The contrast I witness in this city in twenty-four hours is something extraordinary. For example, it’s 9am and the city has life again. It’s Friday so everybody has that ‘Friday feeling’ they all seem to strive to get. I notice a man and woman walking happily together. They are dressed in suits and discussing the business headlines. The man stands out for me. He is dignified sure, but I notice the trickle of the ink of a tiger tattoo running from the back of his neck downwards as they pass. Next comes a young schoolgirl. Her body is weighed down from the weight of her schoolbag. She takes out a cigarette and lights it before checking me for confirmation of the time I provide her with. She is satisfied now but stressed. I constantly see the tension of the youths as they cope with the pressure of exams. I don’t know whether I pity or envy them, as sadly an old clock never gets educated. She stubbed the cigarette into the brick wall and I watched it fall to add to the dust and sweep of the city floor.

The usual morning hours passed with lack of any definite level of busy intensity. Buses came and left again, tourists snapped photographs of the Spire and one even stood beneath me for a photograph. I noticed the bland and vibrant colours that differed from person to person, styles and fashions clustered together into one city blur. The collection of people really accumulated at about 12:30pm. The midday sun beamed as people surrendered to their bodily needs and swarmed the city in search of nourishment. It really is a time of rush when everyone is hungry. The food differs from the savage ‘BigMac’ to the petite garden salad. The name of the game seems to be to eat your daily catch as quick as possible, while on the move to the next thing on your agenda. One must wonder ‘while there’s a breath of life in our bodies, we are determined to rush to see the sun the other way around?’

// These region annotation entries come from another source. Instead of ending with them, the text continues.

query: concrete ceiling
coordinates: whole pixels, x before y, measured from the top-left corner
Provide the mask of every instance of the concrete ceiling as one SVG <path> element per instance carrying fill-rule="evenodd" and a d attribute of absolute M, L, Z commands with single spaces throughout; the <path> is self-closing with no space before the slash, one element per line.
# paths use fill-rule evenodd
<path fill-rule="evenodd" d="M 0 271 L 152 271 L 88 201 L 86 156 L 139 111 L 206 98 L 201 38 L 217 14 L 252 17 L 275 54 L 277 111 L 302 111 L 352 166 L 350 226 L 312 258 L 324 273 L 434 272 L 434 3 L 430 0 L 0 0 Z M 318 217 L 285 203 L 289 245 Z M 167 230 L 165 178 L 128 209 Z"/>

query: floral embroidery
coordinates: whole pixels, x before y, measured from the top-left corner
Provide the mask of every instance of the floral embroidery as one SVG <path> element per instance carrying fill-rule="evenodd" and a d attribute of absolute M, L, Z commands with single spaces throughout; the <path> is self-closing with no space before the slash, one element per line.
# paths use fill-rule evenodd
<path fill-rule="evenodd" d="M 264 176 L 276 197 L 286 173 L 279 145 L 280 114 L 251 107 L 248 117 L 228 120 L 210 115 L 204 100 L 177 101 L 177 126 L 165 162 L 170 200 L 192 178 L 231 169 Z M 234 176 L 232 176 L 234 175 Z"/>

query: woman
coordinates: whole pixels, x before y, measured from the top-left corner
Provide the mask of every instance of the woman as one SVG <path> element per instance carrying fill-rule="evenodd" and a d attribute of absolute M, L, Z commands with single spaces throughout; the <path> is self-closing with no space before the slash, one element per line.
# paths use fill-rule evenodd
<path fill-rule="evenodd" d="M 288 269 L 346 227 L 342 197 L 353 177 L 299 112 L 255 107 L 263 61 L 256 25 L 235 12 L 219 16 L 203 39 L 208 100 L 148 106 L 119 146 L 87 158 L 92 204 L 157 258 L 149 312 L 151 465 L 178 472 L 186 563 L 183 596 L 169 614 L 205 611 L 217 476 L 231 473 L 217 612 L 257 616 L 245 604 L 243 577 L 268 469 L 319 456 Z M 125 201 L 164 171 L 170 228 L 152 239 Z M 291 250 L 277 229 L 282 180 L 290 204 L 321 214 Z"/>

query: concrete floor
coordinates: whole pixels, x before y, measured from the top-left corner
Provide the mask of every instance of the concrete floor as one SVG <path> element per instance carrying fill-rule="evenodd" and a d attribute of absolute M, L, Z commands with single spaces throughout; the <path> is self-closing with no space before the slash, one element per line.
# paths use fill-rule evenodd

There comes a time in the city day when the clouds dim and evening appears to roll in. Everyone I see is on edge as they attempt to flee from the city chaos, all at once in want for their weekends to start. The public transport systems are compact and clogged, filled tight with indifferent people thinking of their own destination alone. The fumes of exhaust unravel from these moving boxes and I notice the discomfort of the surrounding city people. Those in cars drag themselves slowly, hardly moving, through the packed streets. The traffic warnings boom loudly from the car radios and although each person is to their own, there seems to be a sense of commuting community as everyone is stuck together, trying to break free from the city hold up. This finally dies down at a time close to 7pm. There is a sense of ease and calm as doors of shops are shut and the sun disappears to its final resting place after the working day.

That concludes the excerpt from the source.